Saturday, July 31, 2010

Saturday nights suck!

This is the first weekend of me being on the VLCD and I'm dieing! I knew it was gonna get harder on the weekends because our weekends are usually full of eating out. I can't wait for bedtime so I can just sleep it all away though I know tomorrow is going to be just as hard. I just have to keep telling myself I can do this. Saturday's are usually pizza night because of racing the kids weren't too happy when they found out we weren't doing that anymore. So tonight the girls begged me to let them cook so I let them. They cooked eggs and felt so grown up they soon forgot about not getting pizza.

My sister is starting the VLCD on Monday I'm excited for her! It's going to make it a bit easier on me when she is on it too we can experiment with our foods together and complain about it together...lol

This mornings weigh in was a loss of 1.2 pounds for a total of 9.6 pounds lost in 6 days of VLCD loving it! I just hope it keeps going like it has been & I stop thinking about all the food I can't eat.

Friday, July 30, 2010

Still going...

Last night was hard for me but I pulled through! I went a bit rogue and tried salsa on my chicken and then I made a suggested frozen coffee that wasn't too rogue for phase 2. So when I went to bed last night I was terrified that I had screwed it all up.
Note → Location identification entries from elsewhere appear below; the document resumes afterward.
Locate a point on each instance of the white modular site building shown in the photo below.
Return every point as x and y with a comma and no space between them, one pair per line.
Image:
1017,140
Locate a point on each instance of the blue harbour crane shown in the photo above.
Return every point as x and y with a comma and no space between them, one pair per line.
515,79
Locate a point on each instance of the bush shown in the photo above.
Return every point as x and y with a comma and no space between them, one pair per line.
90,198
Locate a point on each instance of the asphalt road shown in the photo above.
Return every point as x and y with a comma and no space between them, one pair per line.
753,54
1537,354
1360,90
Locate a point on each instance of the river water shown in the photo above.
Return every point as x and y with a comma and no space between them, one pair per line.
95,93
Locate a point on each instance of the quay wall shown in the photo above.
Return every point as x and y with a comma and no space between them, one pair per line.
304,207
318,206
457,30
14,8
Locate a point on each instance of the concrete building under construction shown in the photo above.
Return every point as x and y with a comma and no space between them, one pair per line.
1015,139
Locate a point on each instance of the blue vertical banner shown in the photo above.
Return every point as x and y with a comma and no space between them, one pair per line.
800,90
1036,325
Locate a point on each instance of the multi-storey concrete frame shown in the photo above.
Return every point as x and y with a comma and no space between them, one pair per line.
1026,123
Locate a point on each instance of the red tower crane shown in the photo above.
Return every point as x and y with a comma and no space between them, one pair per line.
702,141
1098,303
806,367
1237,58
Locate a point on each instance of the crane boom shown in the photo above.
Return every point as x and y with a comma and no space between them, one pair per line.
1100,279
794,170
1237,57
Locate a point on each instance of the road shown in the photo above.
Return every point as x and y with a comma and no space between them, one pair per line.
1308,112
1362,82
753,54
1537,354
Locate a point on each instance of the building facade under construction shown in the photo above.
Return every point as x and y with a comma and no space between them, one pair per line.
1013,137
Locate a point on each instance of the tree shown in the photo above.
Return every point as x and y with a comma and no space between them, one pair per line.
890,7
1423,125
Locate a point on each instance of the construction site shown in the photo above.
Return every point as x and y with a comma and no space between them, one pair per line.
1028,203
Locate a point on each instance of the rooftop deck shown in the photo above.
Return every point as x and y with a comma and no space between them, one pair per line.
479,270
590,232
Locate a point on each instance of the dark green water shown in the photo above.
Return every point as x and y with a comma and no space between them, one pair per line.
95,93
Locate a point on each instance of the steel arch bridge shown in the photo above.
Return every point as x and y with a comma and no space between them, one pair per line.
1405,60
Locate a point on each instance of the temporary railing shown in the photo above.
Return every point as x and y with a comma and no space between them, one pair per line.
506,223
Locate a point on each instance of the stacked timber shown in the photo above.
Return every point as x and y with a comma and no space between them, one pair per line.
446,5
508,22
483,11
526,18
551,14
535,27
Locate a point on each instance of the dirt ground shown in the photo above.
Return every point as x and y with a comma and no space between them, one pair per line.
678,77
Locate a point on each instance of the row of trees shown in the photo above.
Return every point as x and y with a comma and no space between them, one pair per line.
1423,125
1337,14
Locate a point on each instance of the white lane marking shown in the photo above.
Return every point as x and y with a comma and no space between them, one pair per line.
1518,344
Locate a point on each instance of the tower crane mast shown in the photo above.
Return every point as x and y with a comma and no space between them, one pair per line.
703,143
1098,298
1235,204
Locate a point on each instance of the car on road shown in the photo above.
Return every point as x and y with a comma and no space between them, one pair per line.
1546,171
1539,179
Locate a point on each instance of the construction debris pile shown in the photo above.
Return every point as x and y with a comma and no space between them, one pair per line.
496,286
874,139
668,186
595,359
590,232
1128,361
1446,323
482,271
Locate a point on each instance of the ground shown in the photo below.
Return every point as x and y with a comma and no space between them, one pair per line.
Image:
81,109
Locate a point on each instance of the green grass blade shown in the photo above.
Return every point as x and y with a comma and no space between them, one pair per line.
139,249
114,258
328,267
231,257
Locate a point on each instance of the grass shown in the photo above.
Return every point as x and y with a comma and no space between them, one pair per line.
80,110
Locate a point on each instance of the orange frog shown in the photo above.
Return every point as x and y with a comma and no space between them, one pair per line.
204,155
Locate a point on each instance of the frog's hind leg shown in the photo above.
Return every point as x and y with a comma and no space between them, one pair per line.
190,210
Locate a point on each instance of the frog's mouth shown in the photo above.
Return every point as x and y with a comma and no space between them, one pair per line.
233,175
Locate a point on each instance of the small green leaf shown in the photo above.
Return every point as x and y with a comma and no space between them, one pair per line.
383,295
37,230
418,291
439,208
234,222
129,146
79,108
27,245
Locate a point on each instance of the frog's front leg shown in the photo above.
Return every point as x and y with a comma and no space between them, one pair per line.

I did my normal shot of ACV but this time I just used all my allotted lemon juice of the day and mixed the ACV with it OMG it was tart as hell but didn't make me want to vomit like the ACV cocktail did!

Today I can't eat for some reason I'm just not hungry at all. I forced myself to drink a strawberry crush about 10 am then I cooked me some fish and spinach for lunch around 1pm took 1 bite of the fish fed the rest to my cats. I just couldn't get the rest down and it's not because it tasted bad I just wasn't hungry and I listened to my body. I'm scared that I won't eat enough then I'm scared I'll eat too much.

I even freak out if I go off routine just a bit. Everything is timed and if I miss it by 1 minute I freak ,I gotta get a grip!


Morning Weight 232.4 (-1.2 lbs)

Thursday, July 29, 2010

So it begins

On July 24, 2010 I started what I'm calling my life journey. It's not just a diet it's a life journey and I know it's gonna be a bumpy one but I'm going to enjoy the ride. I've always been a heavy girl. I've tried everything you could think of to lose weight. Even suffered through an eating disorder for many years. Then my aunt introduced me to HCG. After reading about it for days on the internet and ordering HCG Weight Loss Cure Guide I decided NOW is the time. I have a great support system through my husband & children not to mention my mother, father, and sister. They are all rooting for me and they know I can do it. My sister will be starting her life journey on August 1st and my husband said when I reach my goal weight he is going to start his but not with HCG he doesn't have the willpower for it (haha)

With the HCG diet not only do I want to lose weight but I want to learn to eat the right foods, feed my family the right foods, I so badly want to LOVE food again. I've always thrown a bit of organic food into the mix but it doesn't really matter when everything else you put into your system is McDonald's!

So today I start sharing my journey with you all. Hopefully my journey can inspire someone else to begin theirs!